Credit: Reuters/Andreas Manolis
By Edmund Blair
CAIRO |
Tue Sep 11, 2012 4:21pm EDT
CAIRO (Reuters) - European Union states are putting together a new set of sanctions to increase pressure on Iran to give up its controversial nuclear activity, British Foreign Secretary William Hague told Reuters on Tuesday.
"We are working on those sanctions ... quite urgently and I hope we will be able to discuss them further when we meet again in the middle of October," he said in an interview at the British embassy in Cairo.
Hague said a meeting of EU foreign ministers in Cyprus on Friday had shown "a very strong level of support for further sanctions".
He did not specify what new steps the EU could add to measures that already include a ban on Iranian oil imports.
Israeli Prime Minister Benjamin Netanyahu on Tuesday again raised the prospect of Israeli military strikes on Iran over its nuclear ambitions, saying the United States had forfeited any moral right to stop Israel acting because it had refused to be firm with Tehran itself.

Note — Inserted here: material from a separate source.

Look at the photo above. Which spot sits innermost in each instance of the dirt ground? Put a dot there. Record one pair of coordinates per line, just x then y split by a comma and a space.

The West accuses Iran of seeking to building nuclear weapons, a charge Tehran denies.
Asked about Netanyahu's comments, Hague said: "We have given clear advice to Israel, we give that in public and in private; we are opposed to an attack on Iran in these circumstances."
Hague described sanctions as "better than any other approach that is available to us" but repeated Britain's standard line that no option had been taken off the table.
Hague also said Iran's presence in a quartet of regional states brought together by Egypt to try to resolve the Syrian crisis would make it "very difficult" for the group to agree on action to end the conflict.
"We are skeptical that Iran would agree to anything that would be a reasonable way forward in Syria," he said. "I think probably in Egypt people are realistic about that."
Cairo hosted the inaugural meeting on Monday of the quartet, which groups Iran, a staunch ally of Syria's President Bashar al-Assad, with Egypt, Turkey and Saudi Arabia, which have all demanded that he step down in the face of a popular uprising.
He also repeated that military intervention over Syria had not been ruled out, although any tough U.N. Security Council action against Syria has been blocked by Russia and China.
"We are putting the maximum pressure on the regime, the EU sanctions are very strong, we look to Arab countries to intensify their sanctions and their pressure on the regime," he added.
The Arab League, headquartered in Cairo, has suspended Syria and called for members to impose financial and other sanctions on Damascus.